Question

The maximum peak to peak voltage of an AM wave is 24 mV and the minimum peak to peak voltage is 8 mV, then the modulation factor (${m_a}$) is:
(A) 50 %
(B) 75 %
(C) 25 %
(D) 10 %

Answer 1

Hint We can say that in general terms the ratio of the peak variation in the modulation actually is applicable for the transmitter to the maximum variation for which the transmitter is specifically designed.
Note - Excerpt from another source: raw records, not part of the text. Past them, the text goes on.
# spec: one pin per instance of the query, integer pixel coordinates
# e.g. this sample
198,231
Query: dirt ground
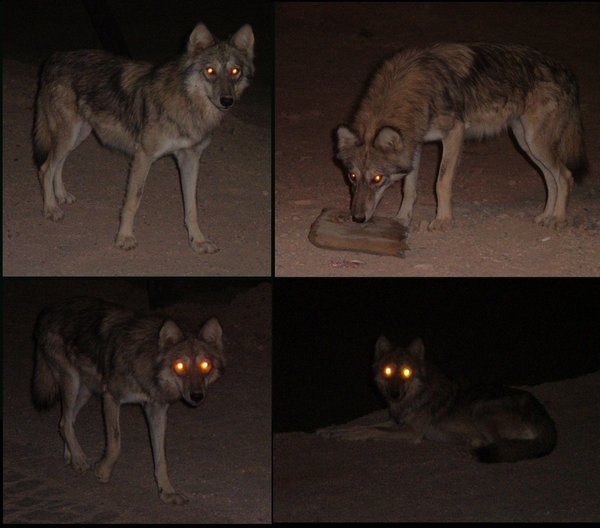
234,199
497,191
324,480
219,454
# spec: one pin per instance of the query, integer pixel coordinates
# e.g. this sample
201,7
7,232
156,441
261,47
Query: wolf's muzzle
226,101
197,397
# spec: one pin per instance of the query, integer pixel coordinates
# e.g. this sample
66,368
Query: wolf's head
189,363
398,371
372,165
220,69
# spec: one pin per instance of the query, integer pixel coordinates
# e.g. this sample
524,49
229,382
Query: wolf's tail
513,450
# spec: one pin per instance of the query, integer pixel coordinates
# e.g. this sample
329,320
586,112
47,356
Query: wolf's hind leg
74,396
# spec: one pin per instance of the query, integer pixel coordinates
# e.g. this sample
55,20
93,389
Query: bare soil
234,197
325,56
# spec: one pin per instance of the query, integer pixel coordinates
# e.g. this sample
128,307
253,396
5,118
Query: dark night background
512,331
151,30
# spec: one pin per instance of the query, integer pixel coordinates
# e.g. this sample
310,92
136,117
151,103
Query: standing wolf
450,92
500,424
145,111
86,346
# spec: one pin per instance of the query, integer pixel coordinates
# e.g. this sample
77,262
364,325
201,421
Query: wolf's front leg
451,147
135,188
105,466
409,191
156,413
188,161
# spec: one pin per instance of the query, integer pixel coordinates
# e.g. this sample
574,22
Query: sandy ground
319,480
219,454
234,199
497,192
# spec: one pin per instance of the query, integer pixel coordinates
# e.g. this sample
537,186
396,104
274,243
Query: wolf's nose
197,396
226,101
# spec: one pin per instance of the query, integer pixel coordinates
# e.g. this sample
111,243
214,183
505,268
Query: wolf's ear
417,348
346,138
382,347
388,139
170,334
212,333
200,39
244,40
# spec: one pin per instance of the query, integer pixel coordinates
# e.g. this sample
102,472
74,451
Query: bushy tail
571,145
513,450
45,388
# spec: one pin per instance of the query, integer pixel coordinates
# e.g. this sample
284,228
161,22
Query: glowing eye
204,366
179,367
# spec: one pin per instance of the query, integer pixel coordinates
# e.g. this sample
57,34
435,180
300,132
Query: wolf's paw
551,221
173,498
126,242
102,472
206,246
80,464
440,224
67,198
54,213
403,220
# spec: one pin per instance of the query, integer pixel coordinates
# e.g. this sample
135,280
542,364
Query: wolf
451,92
88,346
143,110
499,424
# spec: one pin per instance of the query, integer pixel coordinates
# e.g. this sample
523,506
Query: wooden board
334,229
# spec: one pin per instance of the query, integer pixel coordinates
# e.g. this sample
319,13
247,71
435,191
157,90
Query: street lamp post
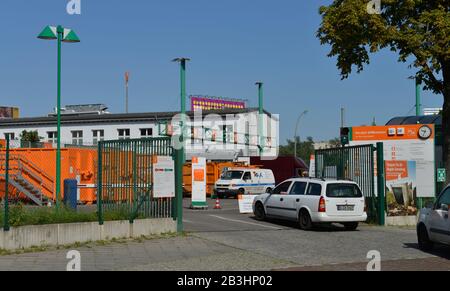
296,131
261,144
61,35
180,154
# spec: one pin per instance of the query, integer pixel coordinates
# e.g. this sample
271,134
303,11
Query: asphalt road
323,247
225,240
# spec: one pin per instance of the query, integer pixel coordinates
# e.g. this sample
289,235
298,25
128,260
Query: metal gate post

Complete step by step answer
We know that,
${V_{\max }} = \dfrac{{24}}{2} = 12mV$
And the value of ${V_{\min }} = \dfrac{8}{4} = 4mV$
So now the value of modulation factor is:
$\dfrac{{{V_{\max }} - {V_{\min }}}}{{{V_{\max }} + {V_{\min }}}} = \dfrac{{12 - 4}}{{12 + 4}} = \dfrac{8}{{16}} = \dfrac{1}{2}$ $\dfrac{{{V_{\max }} - {V_{\min }}}}{{{V_{\max }} + {V_{\min }}}} = \dfrac{{12 - 4}}{{12 + 4}} = \dfrac{8}{{16}} = \dfrac{1}{2}$
So now the percentage is given as:
0.5 or 50 %

Note It should be known to us that the modulation index is defined as the ratio between the frequency derivation to the modulating frequency. From this formula and also the explanation of the modulation index, we will see that there is no term present which will be including the carrier frequency. This signifies that it will be totally independent of the carrier frequency.